Harvesting the Ly α forest with convolutional neural networks

Cheng, Ting-Yun; Cooke, Ryan J.; Rudie, Gwen
2022
MONTHLY NOTICES OF THE ROYAL ASTRONOMICAL SOCIETY
DOI
10.1093/mnras/stac2631
We develop a machine learning based algorithm using a convolutional neural network (CNN) to identify low H I column density Ly alpha absorption systems (log N-H I/cm(-2) < 17) in the Ly alpha forest, and predict their physical properties, such as their H I column density (log N-H I/cm(-2)), redshift (z(H I)), and Doppler width (b(H I)).
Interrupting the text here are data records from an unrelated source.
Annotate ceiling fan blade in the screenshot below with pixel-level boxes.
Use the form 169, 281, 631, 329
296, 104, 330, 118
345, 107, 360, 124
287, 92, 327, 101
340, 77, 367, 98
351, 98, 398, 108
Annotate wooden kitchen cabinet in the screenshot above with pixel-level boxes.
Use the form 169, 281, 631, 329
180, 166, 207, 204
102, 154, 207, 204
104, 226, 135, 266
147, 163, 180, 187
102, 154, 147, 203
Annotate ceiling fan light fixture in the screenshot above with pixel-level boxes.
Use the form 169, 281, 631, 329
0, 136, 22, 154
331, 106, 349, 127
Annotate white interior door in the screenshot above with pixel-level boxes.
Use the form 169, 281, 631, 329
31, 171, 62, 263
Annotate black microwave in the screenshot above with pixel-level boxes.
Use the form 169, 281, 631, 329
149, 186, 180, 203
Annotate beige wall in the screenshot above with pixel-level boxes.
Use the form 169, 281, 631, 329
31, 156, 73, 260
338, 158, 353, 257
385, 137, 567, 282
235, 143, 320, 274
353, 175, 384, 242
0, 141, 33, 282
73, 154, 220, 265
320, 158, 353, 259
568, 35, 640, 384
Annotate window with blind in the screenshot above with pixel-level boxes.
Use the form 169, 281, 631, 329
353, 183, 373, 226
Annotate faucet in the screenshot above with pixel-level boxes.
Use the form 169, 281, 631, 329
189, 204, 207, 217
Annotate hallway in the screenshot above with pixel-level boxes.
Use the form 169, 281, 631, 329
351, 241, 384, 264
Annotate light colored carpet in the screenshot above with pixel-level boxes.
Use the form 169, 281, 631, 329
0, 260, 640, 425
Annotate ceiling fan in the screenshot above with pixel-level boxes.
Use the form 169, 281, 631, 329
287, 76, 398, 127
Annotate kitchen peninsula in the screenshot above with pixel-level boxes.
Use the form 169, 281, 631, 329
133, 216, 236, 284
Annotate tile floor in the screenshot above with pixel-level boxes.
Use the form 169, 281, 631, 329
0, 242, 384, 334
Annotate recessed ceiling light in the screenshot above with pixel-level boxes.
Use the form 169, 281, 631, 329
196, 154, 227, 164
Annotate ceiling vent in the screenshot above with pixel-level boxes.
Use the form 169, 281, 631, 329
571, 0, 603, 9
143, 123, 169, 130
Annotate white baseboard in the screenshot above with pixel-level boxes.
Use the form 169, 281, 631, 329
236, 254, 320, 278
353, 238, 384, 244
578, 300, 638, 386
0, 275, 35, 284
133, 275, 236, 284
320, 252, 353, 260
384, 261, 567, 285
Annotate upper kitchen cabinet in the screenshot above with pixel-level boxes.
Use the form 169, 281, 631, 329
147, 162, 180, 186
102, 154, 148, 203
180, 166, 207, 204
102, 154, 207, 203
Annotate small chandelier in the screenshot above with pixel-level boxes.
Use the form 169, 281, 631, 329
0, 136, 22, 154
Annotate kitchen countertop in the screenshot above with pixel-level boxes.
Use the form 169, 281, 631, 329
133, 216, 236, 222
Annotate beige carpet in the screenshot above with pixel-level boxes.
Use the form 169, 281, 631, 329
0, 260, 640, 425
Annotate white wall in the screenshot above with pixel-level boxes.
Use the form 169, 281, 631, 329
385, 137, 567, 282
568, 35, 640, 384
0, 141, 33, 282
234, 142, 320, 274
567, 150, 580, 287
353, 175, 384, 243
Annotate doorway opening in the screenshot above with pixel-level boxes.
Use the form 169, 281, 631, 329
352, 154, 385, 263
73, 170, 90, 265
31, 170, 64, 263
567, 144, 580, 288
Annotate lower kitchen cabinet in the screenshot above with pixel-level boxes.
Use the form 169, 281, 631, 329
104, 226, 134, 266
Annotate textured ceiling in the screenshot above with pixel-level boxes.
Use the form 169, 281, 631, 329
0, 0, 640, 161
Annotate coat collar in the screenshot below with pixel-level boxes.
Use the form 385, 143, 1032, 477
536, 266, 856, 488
Our CNN models are trained using simulated spectra (S/N similar or equal to 10), and we test their performance on high quality spectra of quasars at redshift z similar to 2.5-2.9 observed with the High Resolution Echelle Spectrometer on the Keck I telescope. We find that similar to 78 per cent of the systems identified by our algorithm are listed in the manual Voigt profile fitting catalogue. We demonstrate that the performance of our CNN is stable and consistent for all simulated and observed spectra with S/N greater than or similar to 10. Our model can therefore be consistently used to analyse the enormous number of both low and high S/N data available with current and future facilities. Our CNN provides state-of-the-art predictions within the range 12.5 <= log N-H I/cm(-2) < 15.5 with a mean absolute error of Delta(log N-H (I)/cm(-2) = 0.13, Delta(z(H I)) = 2.7 x 10(-5), and Delta(b(H I)) = 4.1 km s(-1). The CNN prediction costs < 3 min per model per spectrum with a size of 120 000 pixels using a laptop computer. We demonstrate that CNNs can significantly increase the efficiency of analysing Ly alpha forest spectra, and thereby greatly increase the statistics of Ly alpha absorbers.